On 5/16/2022 3:34 PM, Christoph Hellwig wrote:
I don't really understand how 'childs' fit in here. The code also
doesn't seem to be usable without patch 2 and a caller of the
new functions added in patch 2, so it is rather impossible to review.
Hi Christoph:
OK. I will merge two patches and add a caller patch. The motivation
is to avoid global spin lock when devices use swiotlb bounce buffer and
this introduces overhead during high throughput cases. In my test
environment, current code can achieve about 24Gb/s network throughput
with SWIOTLB force enabled and it can achieve about 40Gb/s without
SWIOTLB force. Storage also has the same issue.
Per-device IO TLB mem may resolve global spin lock issue among
devices but device still may have multi queues. Multi queues still need
to share one spin lock. This is why introduce child or IO tlb areas in
the previous patches. Each device queues will have separate child IO TLB
mem and single spin lock to manage their IO TLB buffers.

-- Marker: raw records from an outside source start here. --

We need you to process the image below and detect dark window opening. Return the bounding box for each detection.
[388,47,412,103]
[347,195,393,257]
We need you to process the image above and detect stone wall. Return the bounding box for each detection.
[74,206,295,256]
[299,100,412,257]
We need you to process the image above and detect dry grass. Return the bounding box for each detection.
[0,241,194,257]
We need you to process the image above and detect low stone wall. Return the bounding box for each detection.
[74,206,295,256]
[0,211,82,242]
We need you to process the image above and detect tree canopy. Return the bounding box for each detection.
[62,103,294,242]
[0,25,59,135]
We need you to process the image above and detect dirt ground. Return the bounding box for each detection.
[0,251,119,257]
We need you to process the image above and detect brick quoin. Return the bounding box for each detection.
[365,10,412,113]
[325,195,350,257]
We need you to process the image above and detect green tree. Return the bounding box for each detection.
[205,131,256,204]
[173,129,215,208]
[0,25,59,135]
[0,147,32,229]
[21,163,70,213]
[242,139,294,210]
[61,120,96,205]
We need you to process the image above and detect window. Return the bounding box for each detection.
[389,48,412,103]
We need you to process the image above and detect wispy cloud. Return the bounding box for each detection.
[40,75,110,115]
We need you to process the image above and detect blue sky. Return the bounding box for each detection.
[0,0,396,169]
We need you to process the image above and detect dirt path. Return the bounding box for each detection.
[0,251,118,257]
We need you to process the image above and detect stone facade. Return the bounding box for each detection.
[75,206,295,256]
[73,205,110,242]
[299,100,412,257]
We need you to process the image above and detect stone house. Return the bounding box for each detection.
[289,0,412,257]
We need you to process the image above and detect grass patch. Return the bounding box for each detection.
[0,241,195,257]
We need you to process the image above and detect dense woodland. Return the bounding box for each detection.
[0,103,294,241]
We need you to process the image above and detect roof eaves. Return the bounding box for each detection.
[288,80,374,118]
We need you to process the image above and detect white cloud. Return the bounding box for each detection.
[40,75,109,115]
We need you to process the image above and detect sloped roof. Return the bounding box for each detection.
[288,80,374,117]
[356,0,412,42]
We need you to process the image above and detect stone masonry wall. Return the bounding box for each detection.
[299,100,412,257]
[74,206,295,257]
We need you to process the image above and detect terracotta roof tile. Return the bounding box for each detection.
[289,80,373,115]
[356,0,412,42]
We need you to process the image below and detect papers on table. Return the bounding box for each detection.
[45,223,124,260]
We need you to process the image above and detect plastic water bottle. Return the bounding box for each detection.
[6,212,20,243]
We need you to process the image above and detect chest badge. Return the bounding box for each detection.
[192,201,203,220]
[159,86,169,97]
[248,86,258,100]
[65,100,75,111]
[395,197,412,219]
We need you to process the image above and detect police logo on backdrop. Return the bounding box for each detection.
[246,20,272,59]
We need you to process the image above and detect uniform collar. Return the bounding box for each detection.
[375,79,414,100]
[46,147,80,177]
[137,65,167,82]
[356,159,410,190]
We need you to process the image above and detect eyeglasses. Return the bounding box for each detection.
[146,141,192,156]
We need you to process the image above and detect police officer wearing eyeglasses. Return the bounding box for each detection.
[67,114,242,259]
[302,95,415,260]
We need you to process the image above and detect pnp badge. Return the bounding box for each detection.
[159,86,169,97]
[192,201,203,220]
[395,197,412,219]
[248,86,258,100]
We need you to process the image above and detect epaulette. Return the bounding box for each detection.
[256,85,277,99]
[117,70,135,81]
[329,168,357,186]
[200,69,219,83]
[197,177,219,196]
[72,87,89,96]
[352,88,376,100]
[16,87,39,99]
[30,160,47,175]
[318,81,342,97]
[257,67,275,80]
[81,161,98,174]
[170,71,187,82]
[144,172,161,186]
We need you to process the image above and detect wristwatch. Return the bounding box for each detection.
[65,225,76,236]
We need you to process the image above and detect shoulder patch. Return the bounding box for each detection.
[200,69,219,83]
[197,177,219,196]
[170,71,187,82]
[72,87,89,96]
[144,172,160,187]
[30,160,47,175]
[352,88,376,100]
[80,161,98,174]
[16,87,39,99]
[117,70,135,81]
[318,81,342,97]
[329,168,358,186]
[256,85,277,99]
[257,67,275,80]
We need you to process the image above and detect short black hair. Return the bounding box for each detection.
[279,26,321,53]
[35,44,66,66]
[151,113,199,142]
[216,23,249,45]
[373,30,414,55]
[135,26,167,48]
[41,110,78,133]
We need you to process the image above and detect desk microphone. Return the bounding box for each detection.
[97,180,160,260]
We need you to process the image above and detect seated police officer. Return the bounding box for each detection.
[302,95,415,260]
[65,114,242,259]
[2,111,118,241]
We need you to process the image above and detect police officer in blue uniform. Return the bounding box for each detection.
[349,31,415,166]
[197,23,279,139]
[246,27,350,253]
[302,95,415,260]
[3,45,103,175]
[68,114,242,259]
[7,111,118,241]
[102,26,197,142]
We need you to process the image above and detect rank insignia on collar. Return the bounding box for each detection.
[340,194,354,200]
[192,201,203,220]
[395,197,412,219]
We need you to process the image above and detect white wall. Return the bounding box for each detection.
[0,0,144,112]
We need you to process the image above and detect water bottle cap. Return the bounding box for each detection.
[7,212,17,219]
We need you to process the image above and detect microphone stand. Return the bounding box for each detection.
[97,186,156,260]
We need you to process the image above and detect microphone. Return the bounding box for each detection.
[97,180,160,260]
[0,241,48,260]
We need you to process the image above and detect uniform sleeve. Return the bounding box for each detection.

Otherwise, global spin lock still cost cpu usage during high
throughput even when there is performance regression. Each device queues
needs to spin on the different cpus to acquire the global lock. Child IO
TLB mem also may resolve the cpu issue.
Also:
1) why is SEV/TDX so different from other cases that need bounce
buffering to treat it different and we can't work on a general
scalability improvement
Other cases also have global spin lock issue but it depends on
whether hits the bottleneck. The cpu usage issue may be ignored.
2) per previous discussions at how swiotlb itself works, it is
clear that another option is to just make pages we DMA to
shared with the hypervisor. Why don't we try that at least
for larger I/O?
For confidential VM(Both TDX and SEV), we need to use bounce
buffer to copy between private memory that hypervisor can't
access directly and shared memory. For security consideration,
confidential VM should not share IO stack DMA pages with
hypervisor directly to avoid attack from hypervisor when IO
stack handles the DMA data.